Però, vi assicuro: l’atmosfera che si respira sugli spalti del Comunale non ha niente da invidiare a quello del ben più famoso stadio dell’emisfero sud.
Sarà il trucco sul viso delle ragazze, il colore delle loro guance e dei capelli spruzzati di spray.
Sarà il giallo e il rosso delle bandiere cucite con i ritagli di stoffa recuperata.
Sarà il coro spontaneo che parte un po’ così e poi, più si canta e più diventa una voce unica.
Vabbè … d’accordo, manca il richiamo del maori che suona la conchiglia e accoglie le due squadre all’ingresso in campo e pure la telecamera che vola da una parte all’altra delle tribune.
Ma i nostri Munari e Raimondi bene o male, quelli ce li abbiamo.
E scusate tanto, ma in Nuova Zelanda durante la partita, non si sente di certo, il buon profumo di malloreddus al sugo che giunge dalla club house, appiccicandosi agli abiti.
Così come non manca il grande pubblico delle occasioni importanti.
E quando si gioca in casa, quella domenica è sempre una di quelle.
Quando aspetti per quindici, lunghi giorni, quel momento.

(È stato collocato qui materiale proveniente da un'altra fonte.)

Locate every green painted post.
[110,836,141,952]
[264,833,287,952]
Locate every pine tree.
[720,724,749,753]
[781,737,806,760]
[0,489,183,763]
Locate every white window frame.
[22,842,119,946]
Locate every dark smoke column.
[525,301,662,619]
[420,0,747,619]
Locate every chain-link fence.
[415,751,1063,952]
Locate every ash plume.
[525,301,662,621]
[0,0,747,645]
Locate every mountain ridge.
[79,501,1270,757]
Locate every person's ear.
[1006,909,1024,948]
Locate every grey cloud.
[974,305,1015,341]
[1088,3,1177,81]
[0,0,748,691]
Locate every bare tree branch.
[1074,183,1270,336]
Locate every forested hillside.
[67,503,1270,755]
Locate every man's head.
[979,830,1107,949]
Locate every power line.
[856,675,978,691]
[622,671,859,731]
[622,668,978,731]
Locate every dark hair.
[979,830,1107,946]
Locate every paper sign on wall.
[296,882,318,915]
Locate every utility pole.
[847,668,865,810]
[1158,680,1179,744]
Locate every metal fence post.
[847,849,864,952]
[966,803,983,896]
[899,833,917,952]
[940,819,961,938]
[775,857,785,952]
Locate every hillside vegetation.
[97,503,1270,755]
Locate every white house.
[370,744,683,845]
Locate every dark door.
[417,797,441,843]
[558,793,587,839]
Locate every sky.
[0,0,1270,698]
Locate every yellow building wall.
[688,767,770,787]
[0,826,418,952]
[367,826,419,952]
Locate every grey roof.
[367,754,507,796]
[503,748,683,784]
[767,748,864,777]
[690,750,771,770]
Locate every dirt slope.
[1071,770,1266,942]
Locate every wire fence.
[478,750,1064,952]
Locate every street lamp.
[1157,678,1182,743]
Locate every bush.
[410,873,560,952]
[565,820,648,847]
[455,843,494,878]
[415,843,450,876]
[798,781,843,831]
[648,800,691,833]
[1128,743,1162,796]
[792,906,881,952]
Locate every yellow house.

Perché senza quegli ottanta minuti, senza l’urlo che esplode ad ogni tuffo in meta e scuote le tribune in lamiera, senza le corse dell’ala proprio lì davanti, lungo la linea laterale, senza la spinta compatta della mischia e il lancio svelto del mediano verso l’apertura, senza il rugby, mi dite voi cosa ci rimane?
Non c’è dubbio: Capoterra non è Auckland e sicuramente non lo sarà mai.
Ma è quel paese dove le colline, dall’alto, osservano i fenicotteri che giocando con un ovale, si rincorrono nella laguna.